Urbanisation, the primary purpose that all humans are living for. According to the UN, the current world population of 7.7 billion is expected to reach 8.5 billion by 2030, 9.7 billion in 2050 and 11.2 billion in 2100. Whereas the urban sprawl toward megacities and metropolitans is subjected to add another 2.5 billion people to urban areas by 2050. Back in 1900, 15% of the population were city residents while today more than 60% are living in megacities. A metropolitan (mega-city) is a large city with a population of more than 10 million people. Up to the present time, megacities have earned their level by ancient history and wealth. Since the old ages, Rome has been the largest city in the world, followed by Baghdad.
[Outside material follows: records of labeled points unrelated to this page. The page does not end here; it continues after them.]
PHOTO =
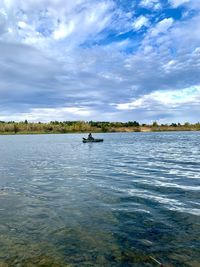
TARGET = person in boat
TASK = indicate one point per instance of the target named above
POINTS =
(90, 137)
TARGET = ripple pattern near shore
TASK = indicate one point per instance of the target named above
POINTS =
(117, 203)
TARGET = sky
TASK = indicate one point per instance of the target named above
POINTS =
(101, 60)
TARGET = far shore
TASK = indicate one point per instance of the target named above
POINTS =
(119, 130)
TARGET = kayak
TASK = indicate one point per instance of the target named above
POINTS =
(92, 140)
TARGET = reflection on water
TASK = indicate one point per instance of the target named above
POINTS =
(117, 203)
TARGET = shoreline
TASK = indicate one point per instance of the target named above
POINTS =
(149, 130)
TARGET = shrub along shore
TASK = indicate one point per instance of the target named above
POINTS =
(26, 127)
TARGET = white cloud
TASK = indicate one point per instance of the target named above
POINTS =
(151, 4)
(140, 22)
(162, 26)
(167, 99)
(176, 3)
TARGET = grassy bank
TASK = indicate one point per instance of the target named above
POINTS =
(56, 127)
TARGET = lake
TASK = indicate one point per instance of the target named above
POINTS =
(129, 201)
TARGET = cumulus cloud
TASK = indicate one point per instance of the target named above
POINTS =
(152, 4)
(91, 60)
(140, 22)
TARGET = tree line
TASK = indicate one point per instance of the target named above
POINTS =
(12, 127)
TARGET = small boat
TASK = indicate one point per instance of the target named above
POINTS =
(92, 140)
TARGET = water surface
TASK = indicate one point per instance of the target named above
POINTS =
(116, 203)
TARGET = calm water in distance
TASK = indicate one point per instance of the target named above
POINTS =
(116, 203)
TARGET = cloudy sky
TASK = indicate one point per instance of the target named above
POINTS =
(113, 60)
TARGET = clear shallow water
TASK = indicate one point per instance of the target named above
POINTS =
(116, 203)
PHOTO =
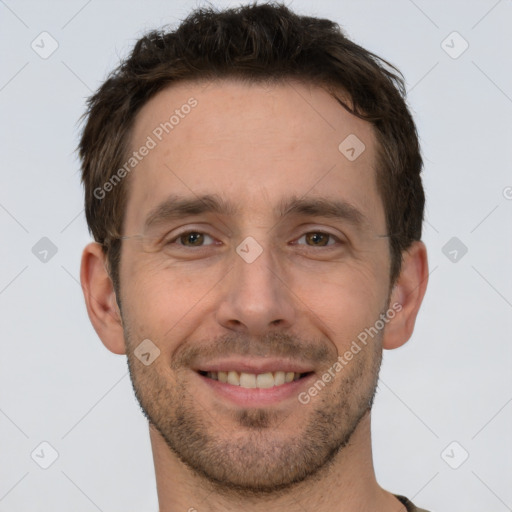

Until reaching the era between 1800 and 1900, London has taken this position, till the early beginnings of the 2000s, when Tokyo has taken over this rank.
A metropolitan city includes higher chances in investment and employment, that’s why coupling with the urbanisation progression there was a gradual shift in residence from suburban and rural communities to these megacities. However, living in such cities ties multiple shortcomings as well, slums started to appear ringing the megacities to compromise the rural to urban migration, traffic congestion, pollution, and class segregation destroying the utopian mega-city image. According to research by Euromonitor, the world currently includes 33 megacities, with the subjection of new 6 megacities to be added to the list by 2030.
Should we intentionally build new cities?
The current existing megacities are suffering from excessive burden of overpopulation, energy consumption, infrastructure and resources. Cairo was built for 1 million residents while more than 20 million are living in there today. The result is an uncomforting city to live in that is overwhelming residents with double stress and effort to finish any task, no matter how small it is.
To encompass the degrading situation, governments started to plan for new megacities aside from the old one. The main purpose of establishing these cities was to rehabilitate the exiting loads from the old dilapidated cities; however, it turns at the end into a City Branding game.
Neom new Saudi Arabian city:
A 500$ billion budget megacity that is 33 times the size of New York City. With an area 20,230 square mile located in a golden location between Saudi, Egypt and Jordan. In October 2017 Saudi crown prince Mohamed bin Salman announced this project with plans to be 100% running on renewable energy. Neom is a central gear in Saudi Arabia’s 2030 vision to grow and will be the country input to play a leading role in global economic development.
Duqm new Oman city
On the route of “starting from scratch” cities, Oman started a big economic port city project in 2011; it’s about 480 km far from Muscat, the capital. The location of Duqm formulate the gateway to the Arabian Gulf region, almost fifth of the world’s oil flows this passage heading to distribution. The city is planned to follow a diverse attraction for interdisciplinary nations investment as Kuwait, Saudi, Japan, India and South Korea getting access to the Duqm port dry dock for commercial and military purposes.
Cairo administrative new Capital
The new administrative capital is located 35 kilometres east Cairo, with a total area of 170 acres (almost as big as Singapore) targeting population of 6.5 million resident and offering more than 2 million employment chances. It is planned to be a smart city including (smart traffic – smart utilities – smart energy management and smart buildings). The city will consist of 21 residential districts and 25 dedicated districts, 90 square kilometre solar energy farms, and a major theme park 4 times the size of Disneyland. The city will include the main governmental ministries and is planned to relocate 40 – 50 thousand employees to the new govern headquarters there in the first three years.
The three dots are loading on the world map of countries waiting for the newly emerging cities to rise. The Dubai style city becomes an international dream and represents the golden chance for investment. Building new cities is the logical response to the urbanisation demand and population progression. While the idea of starting from scratch on a new blank canvas is sparkling the questions is, is it working the way it was planned for?
Future new emerging cities – Start to end deviation
When the main aim for building new cities was the urban sprawl managing, trying to give new housing options and new employment chances to minimise the saddle on the old cities, it didn’t turn out to this goal at the end. Most of the newly built cities are neither for the poor nor the middle-class residents. When planning for a new city, all the luxurious opportunities start to shine as building new luxury housing, parks, recreational facilities is easier at this step. And this consequently made the housing options in these cities much higher than expected and targeted. So, instead of offering opportunities that would help the needy class, new cities widened the difference between social fabrics. The initial goal is to build for the coming rising generations, not for the already who had built their empires.